I have to admit I like the album version better. Very thought-provoking post, though, and it gave me new ears to listen to the song with. The demo version's dissonantial harmony between Mimi and Mimi is really impressive. I like the way it sits on Lifetime, as a sort of apology for the arid and hostile Prisoner demo. (I love the tracklist for Lifetime. They really have an ear for segues.)

I do get the impression that the song has religious ideas at base, but I try not to fixate on that. I have to admit that on this song I fixate on "hold it," which is a rather loaded phrase where I come from...

Ian said...

How so? I confess, that's a new one to me, "hold it" has no connotation to my ears.

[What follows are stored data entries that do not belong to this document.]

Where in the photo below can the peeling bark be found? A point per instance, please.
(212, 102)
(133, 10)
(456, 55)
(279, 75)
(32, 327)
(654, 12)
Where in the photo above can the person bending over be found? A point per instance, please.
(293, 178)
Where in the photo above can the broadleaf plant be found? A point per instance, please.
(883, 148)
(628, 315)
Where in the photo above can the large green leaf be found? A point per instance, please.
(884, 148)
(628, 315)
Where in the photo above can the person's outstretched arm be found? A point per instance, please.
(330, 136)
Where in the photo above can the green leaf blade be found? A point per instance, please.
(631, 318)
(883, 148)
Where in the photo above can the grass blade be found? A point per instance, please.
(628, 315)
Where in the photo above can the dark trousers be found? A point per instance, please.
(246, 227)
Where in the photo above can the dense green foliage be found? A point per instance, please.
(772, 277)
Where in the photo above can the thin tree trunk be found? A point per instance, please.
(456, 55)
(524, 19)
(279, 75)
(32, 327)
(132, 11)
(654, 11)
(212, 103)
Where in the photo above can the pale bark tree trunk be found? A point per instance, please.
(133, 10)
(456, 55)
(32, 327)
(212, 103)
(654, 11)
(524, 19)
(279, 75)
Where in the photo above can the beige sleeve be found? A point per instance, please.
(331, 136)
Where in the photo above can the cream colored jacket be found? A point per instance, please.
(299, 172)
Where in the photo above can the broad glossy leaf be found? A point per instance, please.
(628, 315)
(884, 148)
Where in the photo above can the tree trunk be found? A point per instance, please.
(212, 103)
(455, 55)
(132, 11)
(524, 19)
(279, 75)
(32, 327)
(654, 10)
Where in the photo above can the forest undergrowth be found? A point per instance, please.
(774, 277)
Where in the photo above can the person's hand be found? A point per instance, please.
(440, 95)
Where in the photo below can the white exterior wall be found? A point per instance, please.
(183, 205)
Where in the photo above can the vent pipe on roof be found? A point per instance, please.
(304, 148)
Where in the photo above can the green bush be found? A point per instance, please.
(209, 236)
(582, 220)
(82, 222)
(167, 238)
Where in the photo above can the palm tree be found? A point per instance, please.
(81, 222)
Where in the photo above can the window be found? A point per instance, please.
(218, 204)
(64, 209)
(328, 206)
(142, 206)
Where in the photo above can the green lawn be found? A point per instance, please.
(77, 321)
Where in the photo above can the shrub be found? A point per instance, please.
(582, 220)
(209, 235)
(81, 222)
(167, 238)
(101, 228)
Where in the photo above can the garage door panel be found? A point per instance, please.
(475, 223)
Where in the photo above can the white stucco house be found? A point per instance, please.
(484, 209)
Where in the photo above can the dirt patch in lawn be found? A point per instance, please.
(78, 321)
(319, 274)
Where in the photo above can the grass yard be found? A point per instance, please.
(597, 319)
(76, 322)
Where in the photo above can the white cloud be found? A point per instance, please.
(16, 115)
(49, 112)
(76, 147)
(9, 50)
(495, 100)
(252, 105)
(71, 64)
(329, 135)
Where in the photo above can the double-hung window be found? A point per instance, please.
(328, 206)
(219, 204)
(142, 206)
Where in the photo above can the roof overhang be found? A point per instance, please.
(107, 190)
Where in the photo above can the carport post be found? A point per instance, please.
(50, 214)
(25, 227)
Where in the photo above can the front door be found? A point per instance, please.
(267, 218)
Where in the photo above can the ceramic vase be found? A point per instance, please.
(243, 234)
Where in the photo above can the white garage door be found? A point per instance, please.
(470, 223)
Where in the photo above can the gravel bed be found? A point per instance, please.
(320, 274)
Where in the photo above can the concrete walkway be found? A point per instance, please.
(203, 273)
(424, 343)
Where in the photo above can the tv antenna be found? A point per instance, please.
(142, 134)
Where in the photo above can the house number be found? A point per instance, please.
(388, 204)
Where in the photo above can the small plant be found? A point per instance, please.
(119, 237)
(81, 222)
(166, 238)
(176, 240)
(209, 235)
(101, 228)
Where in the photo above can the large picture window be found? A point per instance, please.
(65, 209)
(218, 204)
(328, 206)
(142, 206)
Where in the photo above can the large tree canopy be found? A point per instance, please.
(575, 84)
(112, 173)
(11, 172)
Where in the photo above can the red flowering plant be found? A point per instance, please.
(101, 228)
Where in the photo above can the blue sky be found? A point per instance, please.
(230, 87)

Also, is there a non-demo Prisoner out there somewhere? I think I may have lost track...

Inverarity said...

The final version of Prisoner is the track after the demo of Prisoner, heh.

Ian said...

This is what I get for going by memory instead of looking at the box!

ethan said...

One of my favorite Low songs...In the liner notes of the "Lifetime" box set, Alan calls it "Mimi's ode to faith," which gave it some context for me.

"The Plan" would be faith, then, the idea that life does make sense. She knows it doesn't usually makes sense, but she's just asking to hold onto that idea for a while, to hold onto her faith, albiet tenuously.

Anyway, that's my exegesis. I also like the album version better, but I'm prepared to admit that's just because I heard it first. I should go listen to the demo version again.

Ian said...

I think it's a pretty solid one, Ethan... thanks for commenting!